I have to admit, I’m a little nervous. What the hell am I doing here? The James Beard House hosts dinners basically every night of the week, with various competent and often famous chefs headlining. Diners (in our case, a sold-out house of 80) pay outrageous sums of money to attend, and all the money goes to the James Beard Foundation, which underwrites scholarships and funding programs for culinary school students. The chefs work for free.
So here I am, in New York, partly responsible for three hors d’oeuvres for 80 people, plus a few extra, to be safe. So 90 people. I’ve cooked for 90 people before, no problem. And there are two of us, plus the other chefs, who will mostly likely be happy to help. And we’re only doing hors d’oeuvres. And only one has to be hot. So what’s the big deal? Somehow just being here, even with a few years’ experience as a personal chef and plenty of time in front of a stove, is shining a huge spotlight on the fact that I’ve never worked in a restaurant kitchen. What if Sam Hayward laughs at how much I cry when I cut shallots? It’s really embarrassing. What if Mark and Clark peek over my shoulder and see how painfully long it’s going to take me to shuck 100 oysters?
I’ll let you know how it goes. For today (and the next two days), a little glimpse at what we’ll be serving in mass quantity:
I first tried making saffron oyster stew using chopped raw oysters, but found that with chopped oysters, the stew really required a spoon, which is something we’d like to avoid for the Beard dinner, considering guests will presumably already have a drink in one hand. So tomorrow’s stew will be served like a hot oyster shooter, with one tenderly-cooked bivalve swimming in a little pond of saffron cream.
Recipe for Saffron Oyster Stew
Recipe 80 of 365
Based on Kathy Gunst’s recipe for Classic Oyster Stew from Stonewall Kitchen Favorites, this rich, buttercup-yellow version looks precious served in tiny espresso cups. Mine has a higher liquid-to-oyster ratio than the original; the goal is to put one oyster in each cup and top it off with the hot saffron-infused cream, so that it can be consumed without a spoon, like a hot oyster shooter.

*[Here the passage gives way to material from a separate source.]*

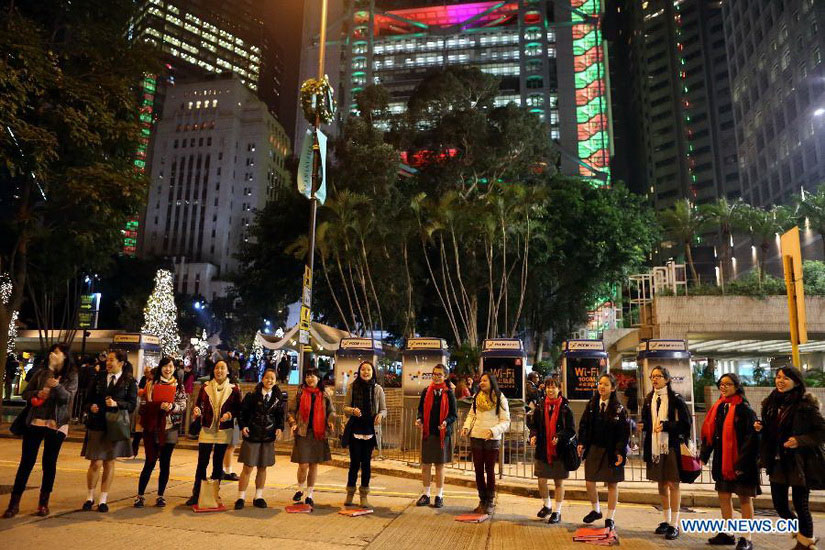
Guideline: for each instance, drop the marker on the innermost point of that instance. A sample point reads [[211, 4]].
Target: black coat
[[611, 432], [747, 439], [677, 425], [262, 420], [124, 393], [806, 463], [565, 427]]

TIME: 1 hour, plus time to open oysters
MAKES: 90 servings (in espresso cups)
22 1/2 cups (generous 5 1/2 quarts) whole milk
15 cups (4 quarts minus 1 cup) heavy cream
6 big pinches saffron threads (about 2 grams), crushed in a mortar and pestle
1 pound unsalted butter
60 shallots, very finely chopped
4 teaspoons Worcestershire sauce
100 oysters, shucked, plus all their liquid, separated and strained through a fine-mesh strainer
Salt and freshly ground pepper
Combine the milk, cream, and crushed saffron in a giant soup pot (or two), and slowly bring just to a bare simmer, stirring frequently. Set aside for up to 30 minutes, or transfer to smaller containers and refrigerate overnight.

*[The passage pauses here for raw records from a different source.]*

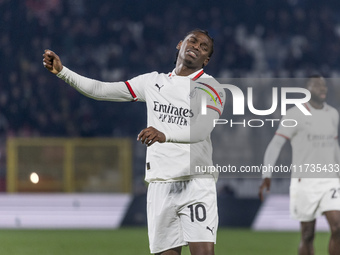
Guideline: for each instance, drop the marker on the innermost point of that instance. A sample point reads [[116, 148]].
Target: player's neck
[[182, 70], [316, 105]]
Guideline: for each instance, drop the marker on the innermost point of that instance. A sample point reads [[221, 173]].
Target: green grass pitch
[[133, 241]]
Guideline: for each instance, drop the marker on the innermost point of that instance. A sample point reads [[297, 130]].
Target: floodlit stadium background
[[48, 128]]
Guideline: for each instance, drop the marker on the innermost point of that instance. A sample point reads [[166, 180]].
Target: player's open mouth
[[192, 54]]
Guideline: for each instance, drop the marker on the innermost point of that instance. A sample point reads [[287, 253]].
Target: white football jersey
[[173, 103], [314, 143]]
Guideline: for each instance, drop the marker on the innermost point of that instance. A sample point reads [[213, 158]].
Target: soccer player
[[181, 202], [315, 186]]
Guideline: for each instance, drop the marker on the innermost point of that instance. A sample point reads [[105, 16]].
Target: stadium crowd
[[117, 40]]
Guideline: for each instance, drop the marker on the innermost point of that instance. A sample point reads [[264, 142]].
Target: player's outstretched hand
[[52, 62], [264, 186], [150, 135]]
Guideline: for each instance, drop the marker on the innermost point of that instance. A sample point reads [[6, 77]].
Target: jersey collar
[[194, 76]]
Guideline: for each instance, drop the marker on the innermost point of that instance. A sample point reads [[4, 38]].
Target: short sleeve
[[137, 85]]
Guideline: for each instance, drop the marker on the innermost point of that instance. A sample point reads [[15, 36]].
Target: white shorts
[[181, 212], [307, 202]]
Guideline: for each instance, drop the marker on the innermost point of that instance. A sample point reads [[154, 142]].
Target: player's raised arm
[[109, 91]]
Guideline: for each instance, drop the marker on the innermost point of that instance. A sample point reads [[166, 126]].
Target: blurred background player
[[181, 204], [315, 186]]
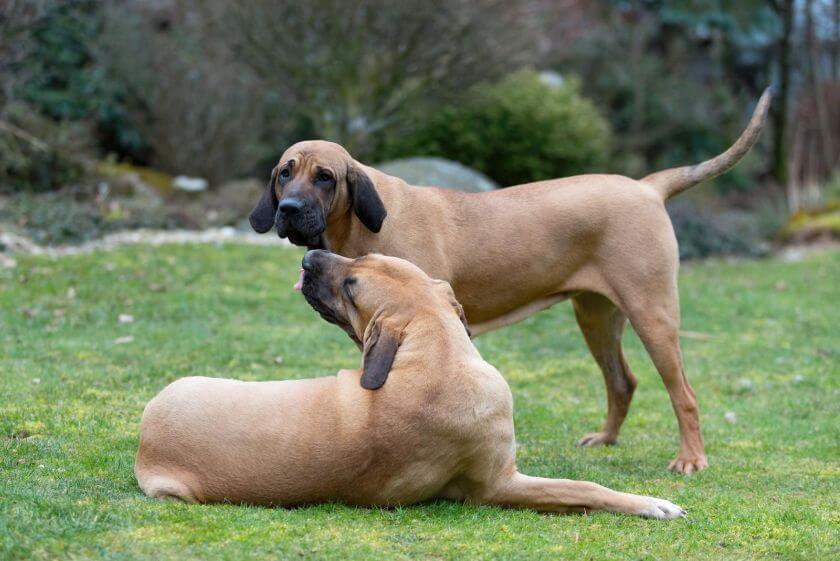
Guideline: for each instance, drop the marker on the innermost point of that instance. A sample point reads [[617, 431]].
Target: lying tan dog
[[605, 241], [440, 427]]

Set 2 tablespoons of the butter aside. Melt a quarter of the remaining butter in each of two large, high-sided skillets over medium-low heat. When the butter begins to sizzle, add a quarter of the shallots to each pan, and cook, stirring, for 10 minutes, or until the shallots are soft but have not yet begun to brown. Add a teaspoon of the Worcestershire sauce and a quarter of the liquid from the oysters to each pan, bring to a simmer, and cook 2 more minutes, stirring. Season to taste with salt and pepper. Add the shallot mixture to the pot(s) with the saffron cream, and repeat with the remaining butter, shallots, Worcestershire sauce, and oyster liquid.

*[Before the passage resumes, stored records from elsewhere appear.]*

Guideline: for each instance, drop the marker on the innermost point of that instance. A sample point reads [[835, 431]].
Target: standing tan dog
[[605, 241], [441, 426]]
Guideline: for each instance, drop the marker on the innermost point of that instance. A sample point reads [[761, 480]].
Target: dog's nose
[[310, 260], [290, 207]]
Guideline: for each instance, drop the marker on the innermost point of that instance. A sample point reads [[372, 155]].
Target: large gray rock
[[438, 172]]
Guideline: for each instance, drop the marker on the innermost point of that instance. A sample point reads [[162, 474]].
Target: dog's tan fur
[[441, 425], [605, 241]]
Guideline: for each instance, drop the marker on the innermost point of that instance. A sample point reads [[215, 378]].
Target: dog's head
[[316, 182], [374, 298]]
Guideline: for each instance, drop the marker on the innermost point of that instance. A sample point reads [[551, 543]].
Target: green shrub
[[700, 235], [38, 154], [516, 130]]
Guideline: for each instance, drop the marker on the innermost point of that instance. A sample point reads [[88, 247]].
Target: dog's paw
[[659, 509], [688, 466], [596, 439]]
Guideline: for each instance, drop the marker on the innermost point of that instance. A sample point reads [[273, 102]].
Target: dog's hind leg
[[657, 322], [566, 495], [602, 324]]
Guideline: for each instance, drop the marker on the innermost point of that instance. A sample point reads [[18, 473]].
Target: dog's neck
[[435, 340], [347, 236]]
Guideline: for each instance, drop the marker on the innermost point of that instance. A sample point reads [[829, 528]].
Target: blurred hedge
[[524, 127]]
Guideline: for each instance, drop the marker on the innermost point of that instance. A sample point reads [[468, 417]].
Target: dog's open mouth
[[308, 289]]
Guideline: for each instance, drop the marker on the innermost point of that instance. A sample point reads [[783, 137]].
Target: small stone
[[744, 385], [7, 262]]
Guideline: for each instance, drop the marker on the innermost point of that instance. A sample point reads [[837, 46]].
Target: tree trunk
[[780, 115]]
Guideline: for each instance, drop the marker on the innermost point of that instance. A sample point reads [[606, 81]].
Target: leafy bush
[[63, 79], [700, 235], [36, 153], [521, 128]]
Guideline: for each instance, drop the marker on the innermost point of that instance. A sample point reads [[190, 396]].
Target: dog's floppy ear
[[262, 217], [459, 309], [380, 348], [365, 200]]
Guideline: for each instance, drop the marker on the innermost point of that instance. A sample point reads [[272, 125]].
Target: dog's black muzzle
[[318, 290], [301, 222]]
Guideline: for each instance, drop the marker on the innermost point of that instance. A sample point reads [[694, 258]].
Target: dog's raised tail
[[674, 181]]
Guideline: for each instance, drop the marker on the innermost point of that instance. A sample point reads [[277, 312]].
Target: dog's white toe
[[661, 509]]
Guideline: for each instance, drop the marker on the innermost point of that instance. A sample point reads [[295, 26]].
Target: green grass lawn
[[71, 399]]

When ready to serve, reheat the saffron cream to just below a simmer, and season again to taste, if needed. Working with about ten oysters, a teaspoon of the remaining butter, and ten espresso cups at a time, sauté the oysters in a skillet quickly over medium heat. Season to taste with salt and pepper, place oysters in espresso cups, and pour hot saffron cream over the oysters. Serve piping hot.
OR: You can also poach the oysters a few at a time directly in the saffron cream, and fish them out as you ladle up the stew.